From here, you can cycle directly towards the towers across parkland… towards the Mancunian Way. There’s a footbridge, although the traffic roar and fumes are overwhelming…
And on the other side is an industrial estate, south of St George’s roundabout.
Vast stockpiles of building materials lie fenced off among low-rise industrial units, car parks, and apartment buildings towards First Street… everything dwarfed by the mammoth towers and their attendant cranes.
I pity the poor people living in the apartments next to this massive building site. Did they know this was going to happen? Were they consulted?
One apartment block has the towers on one side and this dusty demolition on the other:
And then round the corner, there are the beginnings of yet another tower:
It turns out there will be four towers eventually – and the South Tower will be 64 storeys high! The development has been renamed Deansgate Square, although the signage still states “Owen Street Project”…
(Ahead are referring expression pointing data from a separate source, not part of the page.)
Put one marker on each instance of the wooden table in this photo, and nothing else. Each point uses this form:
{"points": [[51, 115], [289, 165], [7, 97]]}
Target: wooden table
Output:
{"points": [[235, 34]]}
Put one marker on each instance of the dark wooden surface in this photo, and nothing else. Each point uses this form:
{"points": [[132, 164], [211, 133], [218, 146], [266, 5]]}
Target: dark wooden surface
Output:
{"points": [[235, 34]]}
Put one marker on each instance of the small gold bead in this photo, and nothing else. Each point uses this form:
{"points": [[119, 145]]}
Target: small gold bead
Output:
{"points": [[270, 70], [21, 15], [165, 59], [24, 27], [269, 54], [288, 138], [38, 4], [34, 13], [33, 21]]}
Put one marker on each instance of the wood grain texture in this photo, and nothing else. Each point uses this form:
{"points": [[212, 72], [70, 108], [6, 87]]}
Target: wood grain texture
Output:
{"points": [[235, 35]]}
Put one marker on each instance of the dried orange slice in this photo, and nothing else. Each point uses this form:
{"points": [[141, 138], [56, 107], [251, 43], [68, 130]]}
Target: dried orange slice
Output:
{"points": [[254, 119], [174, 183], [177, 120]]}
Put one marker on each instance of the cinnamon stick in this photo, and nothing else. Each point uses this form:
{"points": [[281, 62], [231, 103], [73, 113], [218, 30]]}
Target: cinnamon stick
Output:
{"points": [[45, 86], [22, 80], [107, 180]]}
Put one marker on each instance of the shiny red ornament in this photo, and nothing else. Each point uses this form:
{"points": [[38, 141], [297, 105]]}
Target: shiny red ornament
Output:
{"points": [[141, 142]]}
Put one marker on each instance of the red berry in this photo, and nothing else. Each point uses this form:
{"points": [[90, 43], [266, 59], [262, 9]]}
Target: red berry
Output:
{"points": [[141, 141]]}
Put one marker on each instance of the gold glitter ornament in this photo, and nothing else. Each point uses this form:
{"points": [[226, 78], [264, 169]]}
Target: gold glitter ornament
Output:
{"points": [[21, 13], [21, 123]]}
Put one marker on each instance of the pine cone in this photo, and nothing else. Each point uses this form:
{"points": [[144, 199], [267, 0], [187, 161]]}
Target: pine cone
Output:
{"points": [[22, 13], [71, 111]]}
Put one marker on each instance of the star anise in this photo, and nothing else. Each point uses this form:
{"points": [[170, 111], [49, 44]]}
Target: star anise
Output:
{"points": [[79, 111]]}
The history is all here on the internet:
Meanwhile, the Evening News reported 6 months ago that 25 towers could be built in the Great Jackson Street area, providing around 6,300 new homes:
But I haven’t heard anyone discussing this development, even though we can all plainly see it! Meanwhile people have been up in arms about the (as yet unrealised) Neville Brothers’ ambitions in Stretford and the city centre!
I hope Manchester City Council doesn’t rush all these schemes through without first demonstrating that people actually want to live in sky scrapers like these… it’s quite hard to imagine that they will after the London Grenfell Tower disaster, even though these new towers by Ian Simpson’s company are beautifully glazed rather than sub-standardly clad.
Remember Wilson & Womersley, Manchester City Council? You put too much trust in that design partnership and look where it got you? Don’t make the same mistake all over again.